Mate, if the above from @bomberjase doesn’t show you why it’s worth voting yes, then probably nothing will.
He’s an actual bloke. With a family. A kid and a partner. Loves footy. Probably has a job and bills and ■■■■ like the rest of us. Just so happens his partner is a bloke.
Although it was kinda humorous, when you asked earlier why the question of SSM impacts him was a pretty good example of why a no vote makes no sense: you had no idea the bloke was gay. And nor should you have, just two people having a conversation like any two people can do. Just as any two people can play tennis, go on holiday, buy a house, start a business, get a cat, share a meal and even raise a child.
And if any two people can do all of that together, then why shouldn’t they be “allowed” to get married?
Further, what message are we sending, about ourselves and about them, by saying they can’t?
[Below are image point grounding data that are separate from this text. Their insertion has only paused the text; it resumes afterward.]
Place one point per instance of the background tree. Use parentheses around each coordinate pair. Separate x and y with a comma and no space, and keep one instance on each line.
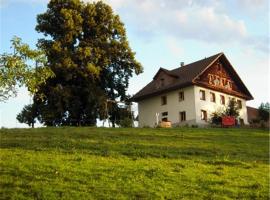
(28,115)
(24,66)
(89,53)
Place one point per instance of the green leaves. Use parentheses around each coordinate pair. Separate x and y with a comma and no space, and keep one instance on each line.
(23,67)
(87,50)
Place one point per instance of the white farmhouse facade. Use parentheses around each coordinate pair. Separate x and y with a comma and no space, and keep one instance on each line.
(191,93)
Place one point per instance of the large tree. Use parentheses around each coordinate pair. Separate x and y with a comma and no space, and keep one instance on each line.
(88,51)
(23,67)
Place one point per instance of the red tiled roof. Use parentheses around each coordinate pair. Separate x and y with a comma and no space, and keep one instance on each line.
(184,76)
(185,73)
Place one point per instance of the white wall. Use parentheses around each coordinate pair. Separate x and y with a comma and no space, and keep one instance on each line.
(149,107)
(192,105)
(210,107)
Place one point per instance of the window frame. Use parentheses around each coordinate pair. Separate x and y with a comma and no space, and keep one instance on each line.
(163,100)
(239,104)
(222,100)
(184,116)
(181,96)
(213,97)
(164,116)
(203,96)
(204,115)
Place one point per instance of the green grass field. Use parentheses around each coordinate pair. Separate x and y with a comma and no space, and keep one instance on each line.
(103,163)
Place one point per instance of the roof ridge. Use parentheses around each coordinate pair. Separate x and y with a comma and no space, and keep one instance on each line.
(215,55)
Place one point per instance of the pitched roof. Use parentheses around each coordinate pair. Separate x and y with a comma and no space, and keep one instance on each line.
(184,76)
(185,73)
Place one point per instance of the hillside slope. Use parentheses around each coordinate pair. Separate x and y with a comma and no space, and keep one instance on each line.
(103,163)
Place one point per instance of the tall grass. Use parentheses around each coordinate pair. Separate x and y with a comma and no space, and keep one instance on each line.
(103,163)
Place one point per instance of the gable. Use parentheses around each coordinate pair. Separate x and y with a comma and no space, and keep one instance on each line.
(220,76)
(196,73)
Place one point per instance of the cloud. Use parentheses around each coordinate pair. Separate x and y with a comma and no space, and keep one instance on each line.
(210,21)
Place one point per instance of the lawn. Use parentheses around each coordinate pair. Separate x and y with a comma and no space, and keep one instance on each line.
(103,163)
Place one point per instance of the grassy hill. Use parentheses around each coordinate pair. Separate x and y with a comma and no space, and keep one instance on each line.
(103,163)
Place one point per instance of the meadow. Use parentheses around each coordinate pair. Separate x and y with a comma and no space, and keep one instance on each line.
(107,163)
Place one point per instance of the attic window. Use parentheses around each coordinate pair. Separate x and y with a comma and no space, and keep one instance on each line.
(219,67)
(163,100)
(162,82)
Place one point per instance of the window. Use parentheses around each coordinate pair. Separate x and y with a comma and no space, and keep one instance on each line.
(203,115)
(162,82)
(202,95)
(239,103)
(182,116)
(224,82)
(222,100)
(181,96)
(163,100)
(219,67)
(164,116)
(212,97)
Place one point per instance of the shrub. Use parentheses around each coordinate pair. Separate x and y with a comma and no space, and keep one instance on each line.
(126,122)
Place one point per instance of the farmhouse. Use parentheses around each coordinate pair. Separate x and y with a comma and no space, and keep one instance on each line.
(191,93)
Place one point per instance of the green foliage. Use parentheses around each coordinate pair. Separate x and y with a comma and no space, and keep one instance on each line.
(28,115)
(216,118)
(102,163)
(22,67)
(89,53)
(264,111)
(126,122)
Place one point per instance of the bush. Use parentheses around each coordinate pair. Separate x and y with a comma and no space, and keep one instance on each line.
(126,122)
(216,118)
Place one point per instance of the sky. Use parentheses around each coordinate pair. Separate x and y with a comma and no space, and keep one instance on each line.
(164,33)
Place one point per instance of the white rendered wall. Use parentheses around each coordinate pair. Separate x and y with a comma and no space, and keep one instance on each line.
(149,107)
(210,107)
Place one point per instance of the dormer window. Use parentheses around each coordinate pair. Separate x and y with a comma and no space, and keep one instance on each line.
(219,67)
(162,83)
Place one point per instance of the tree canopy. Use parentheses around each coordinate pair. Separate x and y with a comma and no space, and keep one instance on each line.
(24,66)
(88,51)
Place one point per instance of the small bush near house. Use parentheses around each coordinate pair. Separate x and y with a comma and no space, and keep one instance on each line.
(126,123)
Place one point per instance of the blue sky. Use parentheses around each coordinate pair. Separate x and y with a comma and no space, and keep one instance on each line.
(164,33)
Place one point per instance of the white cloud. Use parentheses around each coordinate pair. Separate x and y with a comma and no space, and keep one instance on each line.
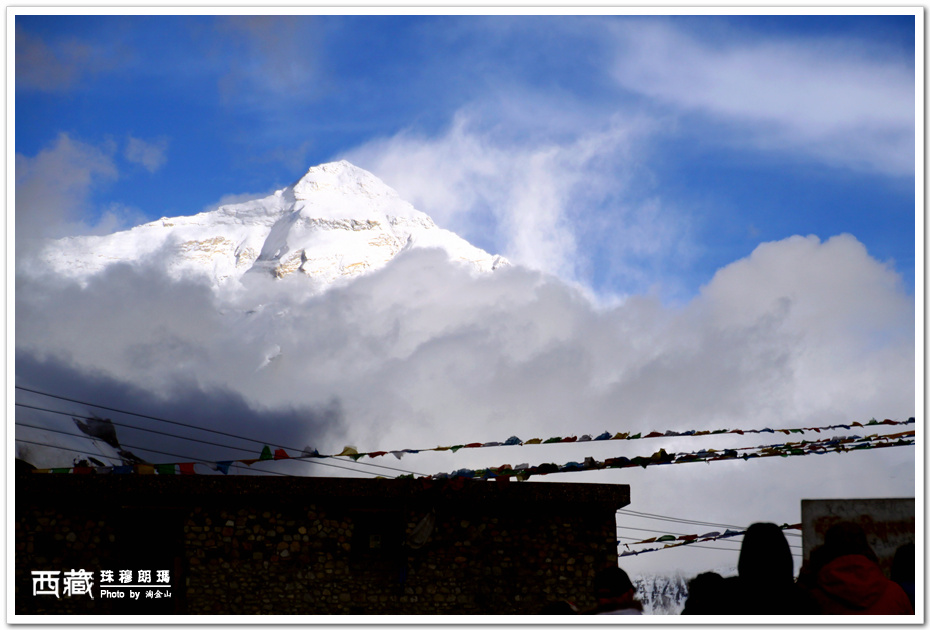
(58,65)
(833,100)
(421,353)
(543,203)
(149,154)
(52,188)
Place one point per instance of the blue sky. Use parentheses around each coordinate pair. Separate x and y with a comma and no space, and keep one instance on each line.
(674,145)
(731,190)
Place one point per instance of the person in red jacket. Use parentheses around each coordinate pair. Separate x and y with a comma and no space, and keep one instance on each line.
(845,579)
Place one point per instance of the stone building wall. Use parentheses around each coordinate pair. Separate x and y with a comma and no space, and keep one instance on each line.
(332,547)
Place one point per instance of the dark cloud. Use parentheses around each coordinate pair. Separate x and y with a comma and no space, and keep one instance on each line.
(185,409)
(58,65)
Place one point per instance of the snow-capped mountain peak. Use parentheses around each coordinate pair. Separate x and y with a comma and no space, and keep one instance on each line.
(336,221)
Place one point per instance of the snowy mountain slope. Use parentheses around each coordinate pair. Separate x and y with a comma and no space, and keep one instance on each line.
(337,221)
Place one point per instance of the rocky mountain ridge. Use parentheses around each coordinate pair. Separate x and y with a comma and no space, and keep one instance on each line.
(338,221)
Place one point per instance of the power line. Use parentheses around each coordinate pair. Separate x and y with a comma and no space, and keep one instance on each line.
(185,458)
(74,450)
(672,519)
(660,517)
(239,448)
(190,426)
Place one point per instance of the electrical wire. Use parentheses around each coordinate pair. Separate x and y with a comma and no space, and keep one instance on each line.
(672,519)
(74,450)
(190,426)
(239,448)
(185,458)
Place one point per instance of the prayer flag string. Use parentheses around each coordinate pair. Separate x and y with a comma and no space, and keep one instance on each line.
(678,541)
(355,454)
(522,471)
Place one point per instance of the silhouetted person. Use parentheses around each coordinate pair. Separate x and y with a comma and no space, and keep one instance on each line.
(707,595)
(765,585)
(615,593)
(845,579)
(903,571)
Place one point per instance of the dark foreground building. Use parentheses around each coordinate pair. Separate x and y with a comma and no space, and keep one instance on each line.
(164,545)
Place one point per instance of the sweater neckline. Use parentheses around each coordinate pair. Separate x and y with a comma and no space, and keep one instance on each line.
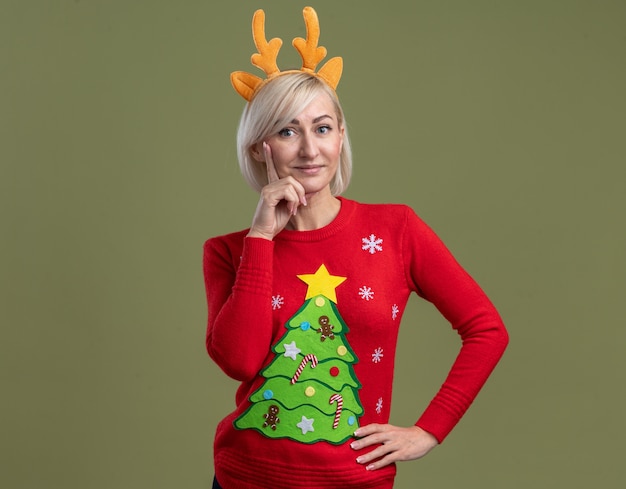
(335,226)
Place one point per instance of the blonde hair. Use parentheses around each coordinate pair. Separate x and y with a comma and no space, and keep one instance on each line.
(274,107)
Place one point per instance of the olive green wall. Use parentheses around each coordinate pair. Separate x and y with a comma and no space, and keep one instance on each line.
(501,122)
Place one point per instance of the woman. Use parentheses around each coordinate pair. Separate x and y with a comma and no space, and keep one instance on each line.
(304,306)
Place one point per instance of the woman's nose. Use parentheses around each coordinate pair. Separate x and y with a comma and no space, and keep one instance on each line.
(308,147)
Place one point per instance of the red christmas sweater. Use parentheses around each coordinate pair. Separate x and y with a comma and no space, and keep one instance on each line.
(308,323)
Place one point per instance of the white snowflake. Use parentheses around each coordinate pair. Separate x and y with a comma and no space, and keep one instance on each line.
(291,350)
(366,293)
(277,302)
(372,244)
(377,356)
(395,310)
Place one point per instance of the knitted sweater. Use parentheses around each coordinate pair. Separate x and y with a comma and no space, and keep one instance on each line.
(308,323)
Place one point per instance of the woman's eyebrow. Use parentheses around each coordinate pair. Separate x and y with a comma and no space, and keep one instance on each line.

The “what about the poor children” argument put up by some, including the ACL, seeks to entrench the myth that gay people and their kids are abnormal. They are not. There are same-sex parent families all over the country right now, doing all of the things I listed above, just as heterosexual couples are doing. The only; only difference is that gay couples can’t marry.
I’d ask you, and anybody thinking about voting no because they don’t like mean, pushy lefties, to consider who stands to lose more: people having internet reactions, or people who are labelled as “abnormal” and are currently being told that their kids are “abnormal” too.
In my view, there’s no other reasonable, fair or decent option here other than to vote and to vote “yes”. People like bomberjase deserve it, are entitled to it and it is long overdue.